Overlapping trajectories—where a person moves back and forth along a similar pass—also may not line up with a dot on a reference tractor with existing algorithms.
“You may have points close together in terms of distance, but in terms of time, a person's position may actually be far from a reference point,” Lasota said.
The researchers overcame the limitations of existing algorithms by creating a partial trajectory algorithm that aligns segments of a person’s trajectory in real-time with a library of reference trajectories previously collected. In the new system, trajectories are aligned in both distance and timing, allowing the robot to anticipate stops and overlaps along a person’s walking path.
“Say you've executed this much of a motion,” Lasota said. “Old techniques will say, ‘this is the closest point on this representative trajectory for that motion.’ But since you only completed this much of it in a short amount of time, the timing part of the algorithm will say, ‘based on the timing, it's unlikely that you're already on your way back, because you just started your motion’.”
They further tested the algorithm against common partial trajectory alignment algorithms on a pair of human motion datasets.

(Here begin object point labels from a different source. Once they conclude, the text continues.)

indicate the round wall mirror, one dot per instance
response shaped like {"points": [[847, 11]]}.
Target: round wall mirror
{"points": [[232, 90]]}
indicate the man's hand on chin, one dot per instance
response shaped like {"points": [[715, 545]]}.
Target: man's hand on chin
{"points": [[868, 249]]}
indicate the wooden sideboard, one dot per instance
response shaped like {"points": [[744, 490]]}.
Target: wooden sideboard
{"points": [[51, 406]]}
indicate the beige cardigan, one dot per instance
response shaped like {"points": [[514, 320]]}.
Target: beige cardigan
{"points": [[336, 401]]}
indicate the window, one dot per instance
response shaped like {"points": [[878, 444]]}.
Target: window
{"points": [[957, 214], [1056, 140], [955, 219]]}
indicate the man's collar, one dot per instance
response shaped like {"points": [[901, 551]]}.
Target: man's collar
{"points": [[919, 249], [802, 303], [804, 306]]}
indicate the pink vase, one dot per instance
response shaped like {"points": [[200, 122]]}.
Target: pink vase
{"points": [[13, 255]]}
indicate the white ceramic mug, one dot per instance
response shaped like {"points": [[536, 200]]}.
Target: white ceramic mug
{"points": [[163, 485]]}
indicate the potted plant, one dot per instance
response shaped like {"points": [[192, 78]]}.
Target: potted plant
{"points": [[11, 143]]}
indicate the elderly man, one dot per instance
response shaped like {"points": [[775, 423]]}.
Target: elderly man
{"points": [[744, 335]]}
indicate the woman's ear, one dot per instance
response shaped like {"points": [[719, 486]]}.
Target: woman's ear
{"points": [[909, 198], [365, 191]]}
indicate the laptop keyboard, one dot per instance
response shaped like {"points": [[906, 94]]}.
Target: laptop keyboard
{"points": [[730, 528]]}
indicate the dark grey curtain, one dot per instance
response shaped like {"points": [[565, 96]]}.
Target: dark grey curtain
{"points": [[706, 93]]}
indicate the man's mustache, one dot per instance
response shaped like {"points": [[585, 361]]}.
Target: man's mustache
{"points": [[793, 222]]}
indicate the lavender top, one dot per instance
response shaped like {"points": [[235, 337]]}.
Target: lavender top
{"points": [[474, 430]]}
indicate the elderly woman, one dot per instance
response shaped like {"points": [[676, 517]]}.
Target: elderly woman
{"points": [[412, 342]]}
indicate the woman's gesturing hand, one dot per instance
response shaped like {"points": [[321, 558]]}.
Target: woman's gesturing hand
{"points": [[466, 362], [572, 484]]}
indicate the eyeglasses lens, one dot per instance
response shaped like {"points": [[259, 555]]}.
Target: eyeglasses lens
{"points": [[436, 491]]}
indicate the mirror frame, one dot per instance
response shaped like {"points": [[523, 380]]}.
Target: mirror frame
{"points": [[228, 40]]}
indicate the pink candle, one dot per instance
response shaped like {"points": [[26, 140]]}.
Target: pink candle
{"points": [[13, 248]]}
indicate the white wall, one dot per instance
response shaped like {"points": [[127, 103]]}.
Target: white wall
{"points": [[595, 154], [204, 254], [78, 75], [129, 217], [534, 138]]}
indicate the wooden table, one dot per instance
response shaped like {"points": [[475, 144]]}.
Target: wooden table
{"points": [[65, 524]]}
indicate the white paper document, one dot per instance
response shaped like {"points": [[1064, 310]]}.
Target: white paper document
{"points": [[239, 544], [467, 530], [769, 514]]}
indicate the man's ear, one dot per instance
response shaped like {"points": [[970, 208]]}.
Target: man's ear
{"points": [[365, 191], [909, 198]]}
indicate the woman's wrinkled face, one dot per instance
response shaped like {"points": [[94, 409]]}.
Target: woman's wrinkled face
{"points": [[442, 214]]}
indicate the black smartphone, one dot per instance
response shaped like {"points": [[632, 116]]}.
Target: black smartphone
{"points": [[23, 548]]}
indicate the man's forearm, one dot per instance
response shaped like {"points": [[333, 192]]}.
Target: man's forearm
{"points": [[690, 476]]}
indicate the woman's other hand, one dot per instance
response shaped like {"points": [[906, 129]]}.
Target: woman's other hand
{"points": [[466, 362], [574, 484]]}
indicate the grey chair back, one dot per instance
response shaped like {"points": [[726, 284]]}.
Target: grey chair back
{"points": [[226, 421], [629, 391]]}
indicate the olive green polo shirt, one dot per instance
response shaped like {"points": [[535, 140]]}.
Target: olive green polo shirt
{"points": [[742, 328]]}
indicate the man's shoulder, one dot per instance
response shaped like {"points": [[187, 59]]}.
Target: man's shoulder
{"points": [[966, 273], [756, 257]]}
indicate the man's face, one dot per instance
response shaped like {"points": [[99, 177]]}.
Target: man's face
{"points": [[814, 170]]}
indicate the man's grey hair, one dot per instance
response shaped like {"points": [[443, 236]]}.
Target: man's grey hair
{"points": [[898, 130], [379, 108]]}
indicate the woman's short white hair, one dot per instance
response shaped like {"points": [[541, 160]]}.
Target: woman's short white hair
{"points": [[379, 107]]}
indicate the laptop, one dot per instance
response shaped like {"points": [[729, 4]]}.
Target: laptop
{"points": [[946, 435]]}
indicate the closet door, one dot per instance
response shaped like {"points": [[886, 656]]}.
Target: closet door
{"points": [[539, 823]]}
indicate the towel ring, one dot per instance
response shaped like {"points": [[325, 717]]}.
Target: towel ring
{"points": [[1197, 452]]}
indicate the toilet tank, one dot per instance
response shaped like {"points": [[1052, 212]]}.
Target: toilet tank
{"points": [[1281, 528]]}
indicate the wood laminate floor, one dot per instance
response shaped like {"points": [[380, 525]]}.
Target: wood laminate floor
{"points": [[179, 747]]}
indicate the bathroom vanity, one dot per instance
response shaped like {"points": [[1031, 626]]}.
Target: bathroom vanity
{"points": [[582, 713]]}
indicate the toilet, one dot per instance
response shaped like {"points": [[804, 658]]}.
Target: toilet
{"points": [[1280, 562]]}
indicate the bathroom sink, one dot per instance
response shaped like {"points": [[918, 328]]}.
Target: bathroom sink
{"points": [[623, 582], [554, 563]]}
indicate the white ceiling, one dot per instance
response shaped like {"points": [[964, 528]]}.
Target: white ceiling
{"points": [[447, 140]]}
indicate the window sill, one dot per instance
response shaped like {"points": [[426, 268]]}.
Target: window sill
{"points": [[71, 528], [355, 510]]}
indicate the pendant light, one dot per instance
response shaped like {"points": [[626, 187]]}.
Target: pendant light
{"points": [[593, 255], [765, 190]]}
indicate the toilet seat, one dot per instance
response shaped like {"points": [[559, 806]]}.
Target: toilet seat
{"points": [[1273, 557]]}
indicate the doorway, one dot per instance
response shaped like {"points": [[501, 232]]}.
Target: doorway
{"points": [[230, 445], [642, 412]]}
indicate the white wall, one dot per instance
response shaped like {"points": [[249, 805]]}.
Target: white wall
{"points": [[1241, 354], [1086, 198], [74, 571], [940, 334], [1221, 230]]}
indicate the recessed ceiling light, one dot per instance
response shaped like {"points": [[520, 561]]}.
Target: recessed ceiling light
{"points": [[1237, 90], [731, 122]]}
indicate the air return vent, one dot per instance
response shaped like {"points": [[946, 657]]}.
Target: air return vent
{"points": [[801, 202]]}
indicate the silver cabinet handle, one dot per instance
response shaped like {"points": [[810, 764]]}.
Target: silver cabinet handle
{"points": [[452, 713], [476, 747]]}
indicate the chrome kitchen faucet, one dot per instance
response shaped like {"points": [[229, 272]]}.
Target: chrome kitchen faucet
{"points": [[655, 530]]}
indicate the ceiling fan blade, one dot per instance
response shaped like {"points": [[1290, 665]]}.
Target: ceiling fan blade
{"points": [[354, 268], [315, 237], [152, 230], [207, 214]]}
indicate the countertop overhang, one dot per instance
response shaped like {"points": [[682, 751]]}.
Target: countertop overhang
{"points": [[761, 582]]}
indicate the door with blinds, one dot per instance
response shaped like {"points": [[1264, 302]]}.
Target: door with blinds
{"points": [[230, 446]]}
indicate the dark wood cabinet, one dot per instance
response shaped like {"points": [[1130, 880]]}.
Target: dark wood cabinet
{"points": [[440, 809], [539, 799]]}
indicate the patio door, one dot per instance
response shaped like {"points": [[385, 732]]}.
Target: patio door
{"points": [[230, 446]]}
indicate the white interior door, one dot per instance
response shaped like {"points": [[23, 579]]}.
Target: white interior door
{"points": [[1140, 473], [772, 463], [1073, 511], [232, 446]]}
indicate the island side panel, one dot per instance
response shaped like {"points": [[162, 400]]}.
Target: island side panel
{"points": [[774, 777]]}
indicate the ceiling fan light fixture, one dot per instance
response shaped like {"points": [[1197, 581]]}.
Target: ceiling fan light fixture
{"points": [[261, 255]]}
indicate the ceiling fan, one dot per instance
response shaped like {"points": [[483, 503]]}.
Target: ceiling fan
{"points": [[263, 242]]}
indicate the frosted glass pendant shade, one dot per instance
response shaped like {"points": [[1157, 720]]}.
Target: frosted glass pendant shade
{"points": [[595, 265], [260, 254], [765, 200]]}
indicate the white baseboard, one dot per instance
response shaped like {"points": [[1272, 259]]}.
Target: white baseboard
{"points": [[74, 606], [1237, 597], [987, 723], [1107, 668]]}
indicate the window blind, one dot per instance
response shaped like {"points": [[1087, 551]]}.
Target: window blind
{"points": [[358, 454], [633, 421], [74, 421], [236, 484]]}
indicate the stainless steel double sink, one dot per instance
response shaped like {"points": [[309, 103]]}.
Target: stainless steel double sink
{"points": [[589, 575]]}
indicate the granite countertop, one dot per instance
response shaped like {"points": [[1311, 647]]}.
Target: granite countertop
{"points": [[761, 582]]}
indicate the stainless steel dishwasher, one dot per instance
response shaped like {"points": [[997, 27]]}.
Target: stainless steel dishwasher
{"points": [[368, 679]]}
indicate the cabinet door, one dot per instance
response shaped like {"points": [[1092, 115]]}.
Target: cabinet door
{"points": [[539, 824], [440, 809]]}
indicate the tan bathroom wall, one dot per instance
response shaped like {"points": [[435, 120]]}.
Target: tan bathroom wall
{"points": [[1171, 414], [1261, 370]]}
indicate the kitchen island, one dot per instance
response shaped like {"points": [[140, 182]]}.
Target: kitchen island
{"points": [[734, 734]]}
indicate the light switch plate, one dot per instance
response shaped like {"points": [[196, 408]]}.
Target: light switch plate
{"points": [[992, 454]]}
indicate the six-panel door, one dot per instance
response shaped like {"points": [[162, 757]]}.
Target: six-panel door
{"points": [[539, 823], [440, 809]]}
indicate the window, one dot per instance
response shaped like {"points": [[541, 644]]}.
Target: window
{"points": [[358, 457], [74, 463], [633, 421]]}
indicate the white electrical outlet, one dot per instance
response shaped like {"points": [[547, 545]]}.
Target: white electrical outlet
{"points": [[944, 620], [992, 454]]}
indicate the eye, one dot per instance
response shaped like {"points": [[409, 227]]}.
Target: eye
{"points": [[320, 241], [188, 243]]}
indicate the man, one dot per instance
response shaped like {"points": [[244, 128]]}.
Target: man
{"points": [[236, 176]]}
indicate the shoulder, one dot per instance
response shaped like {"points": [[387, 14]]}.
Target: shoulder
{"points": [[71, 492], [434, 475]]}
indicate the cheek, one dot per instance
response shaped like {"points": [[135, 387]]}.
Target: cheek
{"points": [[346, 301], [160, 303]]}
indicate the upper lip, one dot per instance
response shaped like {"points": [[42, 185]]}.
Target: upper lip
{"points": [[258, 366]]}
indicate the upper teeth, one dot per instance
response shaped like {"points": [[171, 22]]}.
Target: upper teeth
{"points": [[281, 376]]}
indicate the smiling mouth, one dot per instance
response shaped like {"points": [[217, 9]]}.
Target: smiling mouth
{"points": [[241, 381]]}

The first dataset involves someone intermittently crossing the path of a robot in a factory setting, while the second dataset features another group of previously recorded hand movements of participants reaching across a table to install a bolt that the robot then brushes sealant on.
In both scenarios, the new algorithm helped the robot better estimate the person’s progress through a trajectory.
The researchers then integrated the alignment algorithm with motion predictors, allowing the robot to more accurately anticipate a person’s motion timing. The robot also was less prone to freezing in a factory floor scenario.
While the aim was to integrate robots into a factory setting, the researchers believe the algorithm could be a preprocessing step for other techniques with human-robot interactions, including action recognition and gesture detection.
“This technique could apply to any environment where humans exhibit typical patterns of behavior,” Shah said. “The key is that the [robotic] system can observe patterns that occur over and over, so that it can learn something about human behavior. This is all in the vein of work of the robot better understand aspects of human motion, to be able to collaborate with us better.”
The researchers are scheduled to present the new technology at the Robotics: Science and Systems conference in Germany on June 24.